Portland Mayor Ted Wheeler amped up his critique of federal law enforcement dispatched to Portland Tuesday, tweeting that the officers were bringing violence and “life-threatening tactics” to the city’s streets.
“The best thing they can do is stay inside their building, or leave Portland altogether,” Wheeler tweeted Tuesday afternoon. “Our goal is to end these violent demonstrations quickly and safely.”
Earlier in the day, Wheeler had taken to Twitter to respond to President Donald Trump’s remarks that the federal government had done “a great job” quelling protests and could do it again with ease.
The mayor wrote that Trump’s “heavy-handed” approach had led to a serious injury over the weekend and inflamed already high tensions.
The comments were the mayor’s most direct public criticism yet of the presence of federal officers, who have been dispatched by the federal government to protect federal buildings and personnel.
Over the weekend, after one of these officers severely injured a protester, Wheeler released a statement saying the injury “should not have happened.” Wheeler asked the federal government to be “thorough and transparent” with their investigation into the incident.
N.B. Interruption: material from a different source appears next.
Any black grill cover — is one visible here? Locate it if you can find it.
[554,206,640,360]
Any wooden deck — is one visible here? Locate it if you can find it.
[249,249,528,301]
During a press conference on Monday, Wheeler said he had no problem with the officers protecting their facilities, but wanted to see them stay off the streets where he said they were escalating an already tense situation.
On Tuesday, Wheeler wrote that he had spoken with Chad Wolf, the Acting Secretary of Homeland Security, who had asked to speak about the protests and offer the agency’s help, according to Wheeler.
But the mayor said he declined.
“I told the Acting Secretary that my biggest immediate concern is the violence federal officers brought to our streets in recent days, and the life-threatening tactics his agents use,” he wrote. “We do not need or want their help.”
The mayor added that he had asked Wolf to clean up the federal buildings in Portland, which have been covered with graffiti since the nightly protests against police brutality began.
Wheeler’s remarks come the same day that several Democrats in Oregon’s congressional delegation sent a letter to Wolf and Attorney General William Barr condemning the tactics used by federal agents and calling the federal response to protests “intolerable.”
The letter, signed by U.S. Senators Ron Wyden and Jeff Merkley, and U.S. Representative Earl Blumenauer and Suzanne Bonamici, asked nine pointed questions of the agency heads concerning the presence of federal officers in Oregon. They demanded answers by July 21.